Market backdrop
Market backdrop sentiment improved in June, particularly over the first half of the month following the US debt ceiling resolution. Spreads on EUR IG corporates were circa 8 bps tighter on the month to 162 bps. Away from the US debt ceiling story, the focus remained on central banks and inflation. The narrative from central banks remained on the hawkish side, which led to rates moving higher on the month (10-year bund yield +0.1% to 2.4%). Inflation figures remain high, especially in the UK, where these surprised to the upside, prompting more dramatic moves in rates. EUR IG corporate total returns were negative on the month (-0.44%) as higher rates more than offset the impact of tighter spreads.
Performance
The fund’s NAV during the month (Z class, EUR) was down 0.05%. Performance has been driven by the impact of higher rates overall, as well as the underperformance of USD and GBP-denominated bonds compared to EUR-denominated bonds as rates rose considerably (10-year UK gilt yield up 56 bps in June for example). This was roughly offset by the strong performance of Additional Tier 1 (AT1) contingent convertibles (CoCos) and Tier 2s from insurance companies that outperformed senior debt and Tier 2s from banks
Positioning
Despite less favourable market conditions, we saw USD 5.2 billion of fresh supply of green bonds in June solely from the banking sector, which compares to USD 2.7 billion in June 2022. Total supply of green and sustainability bonds from European financials in 2023 to date has totaled USD 36 billion, or close to three quarters of 2022 total supply. New issues came only in senior format, from a broad mix of different banks. We participated in a new issue from Bank of Ireland, a new senior bond maturing in 2031 (callable in 2030), with a yield of 5.1% or 274 bps of spread to government bonds – highly attractive in our view. Irish banks performed fairly well over the month, following the upgrade by S&P of Bank of Ireland and AIB’s ratings to BBB – driven by a stronger macro backdrop, higher profitability from higher rates and sustainably lower levels of non-performing loans.
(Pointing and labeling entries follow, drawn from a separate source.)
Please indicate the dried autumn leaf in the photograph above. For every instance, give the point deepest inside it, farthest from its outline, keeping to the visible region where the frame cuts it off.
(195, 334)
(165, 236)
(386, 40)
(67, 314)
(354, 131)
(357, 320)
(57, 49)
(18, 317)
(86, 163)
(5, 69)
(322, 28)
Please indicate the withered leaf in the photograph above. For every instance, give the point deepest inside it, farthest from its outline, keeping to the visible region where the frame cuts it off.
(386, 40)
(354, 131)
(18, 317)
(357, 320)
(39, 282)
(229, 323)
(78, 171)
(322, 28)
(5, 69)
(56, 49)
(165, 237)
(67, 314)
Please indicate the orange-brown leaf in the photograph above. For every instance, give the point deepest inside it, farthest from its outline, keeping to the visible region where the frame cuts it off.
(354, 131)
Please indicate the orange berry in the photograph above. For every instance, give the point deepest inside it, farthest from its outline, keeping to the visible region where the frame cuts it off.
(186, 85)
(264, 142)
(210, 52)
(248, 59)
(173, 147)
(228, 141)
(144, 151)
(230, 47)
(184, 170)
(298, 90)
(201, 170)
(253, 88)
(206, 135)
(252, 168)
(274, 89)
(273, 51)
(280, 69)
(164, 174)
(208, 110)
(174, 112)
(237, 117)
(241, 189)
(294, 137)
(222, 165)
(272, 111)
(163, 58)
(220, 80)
This led the Tier 2s of both AIB and Bank of Ireland to become investment grade-rated (IG) on average (average of S&P, Moody’s and Fitch ratings) and hence enter several IG indices – a positive technical.
Outlook
We remain positive going forward – with upcoming Q2 earnings from European banks expected to remain a catalyst for the sector. Earnings are expected to be strong, reflecting robust capital, resilient asset quality, the uplift in earnings from higher rates, and no issues around liquidity or deposit outflows. In brief, we believe the European financial sector remains one of the strongest sectors from a bondholders’ perspective.
With a yield (to next call) of around 5.8% and an average spread (G-spread) of circa 300 bps on the fund (compared to 4.4% / circa 160 bps for the EUR IG corporate market), we see this as an opportunity to capture high income with upside potential from tightening spreads. This is despite the high-quality bias of the fund (average bond rating of BBB+ / average issuer rating of A) and lower duration compared to EUR IG corporates (4.4 versus 4.5).